The examples above assumed that we have an honest aggregator of the votes. However, there is no reason to believe that election commissions will always stay impartial and honest! What if the arbiter of votes is itself corrupted? The blockhain handles this problem by doing away with the centralized vote aggregator completely, relying instead on a “public ledger”. A public ledger, in its most simple form, is like a giant scoreboard of live updating vote-counts that all entities can observe. The technical problem that a giant scoreboard addresses is one of common knowledge.

The apocryphal tale of the unfaithful wives is a good fable to explain the purpose of a public ledger (it might very well have been the tale of unfaithful husbands, just interchange the wife and husband in the story). The story goes something like this. In a quaint old village live a 100 married couples. Every evening the men of the village meet around a fire and praise the virtue of their faithful wives. However, if a husband suspects that his wife has been unfaithful, he invokes a curse at the fire that immediately turns his wife into a stone statue. If a wife is ever unfaithful, through some magical telepathic device, everyone in the village gets to know about the affair, except for the husband. Now suppose all women in the village are unfaithful. What happens? Nothing – because the husbands have no way of knowing. Due to the magical device, each husband thinks that the other wives are unfaithful, but he never gets to know about his own wife. For many years this village is thus a picture of tranquility with the husbands praising their wives every evening, till one day, a holy man comes and publicly declares that “a wife in this village has been unfaithful”. For 99 days thereafter, all stays the same, with the husbands praising their virtuous wives, but on the 100th day, all the 100 ladies in the village become stone statues!

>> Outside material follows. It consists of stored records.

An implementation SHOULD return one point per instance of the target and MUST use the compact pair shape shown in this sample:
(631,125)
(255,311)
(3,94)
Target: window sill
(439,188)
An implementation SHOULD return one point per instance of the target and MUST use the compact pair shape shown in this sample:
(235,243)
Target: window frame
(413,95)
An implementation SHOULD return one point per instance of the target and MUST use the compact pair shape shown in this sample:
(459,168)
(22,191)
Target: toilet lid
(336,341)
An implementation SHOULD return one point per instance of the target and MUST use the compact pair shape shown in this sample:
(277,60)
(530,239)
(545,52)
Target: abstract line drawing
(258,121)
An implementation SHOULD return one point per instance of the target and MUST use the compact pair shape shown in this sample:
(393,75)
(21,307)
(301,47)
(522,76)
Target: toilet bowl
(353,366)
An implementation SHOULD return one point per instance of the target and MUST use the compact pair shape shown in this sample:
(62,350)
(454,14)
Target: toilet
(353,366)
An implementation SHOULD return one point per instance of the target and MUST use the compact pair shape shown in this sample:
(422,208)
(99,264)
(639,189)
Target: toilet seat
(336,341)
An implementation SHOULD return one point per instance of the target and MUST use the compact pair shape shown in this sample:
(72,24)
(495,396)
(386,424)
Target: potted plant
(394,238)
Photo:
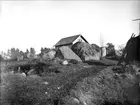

It is easy to see the reason for this calamity. From the magic device each husband knows that 99 other wives are unfaithful, so for 99 days a husband can hold on to the belief that his own wife is above suspicion. But if every husband in the village holds on to this belief for the 99 days, there are no curses invoked at the fire for 99 evenings, and thus everyone knows that everyone holds this beliefs. On the 100th day, this belief system has to unravel because at least one wife has been unfaithful. Thus you have the 100 stone statues on day 100. Game theorists use this fable to illustrate various finer points about knowledge, reasoning and belief. In reference to the blockchain, the main message is that without common knowledge the truth of a situation can stay distorted for indefinite amounts of time. Till the holy man’s arrival, the husbands praise the wives at the fire even though the wives have been unfaithful. The holy man’s declaration is like an announcement on a public billboard that everyone can see. The public ledger in the blockchain plays a similar role.

  1. The Opportunity

The land of the blockchain today is like the terrain of the internet in the early 1990s. A bitcoin is like the Alta vista search engine or AOL chat tool: interesting early applications of the internet, but hardly ones that scratched the full potential of the World Wide Web. The disruptive potential of the blockchain mechanism is still unfolding and early entrepreneurs with the vision have the chance to make a real difference.

This opportunity is especially important for India. Indian businesses have not had a major hit since the IT outsourcing revolution, which has largely run its course. Further, the new waves of startup fueled tech-based businesses in India are largely knockoffs of Western or Chinese ideas, adapted to local Indian conditions. This is unlikely to lead to revolutionary global innovative companies that can disrupt businesses the way the Googles or Amazons have done.  The blockchain revolution provides India another chance to take a place at the high-table of global innovation. If India can create an ecosystem that is at the forefront of research and innovation in the blockchain, the next Google can very well come from the country.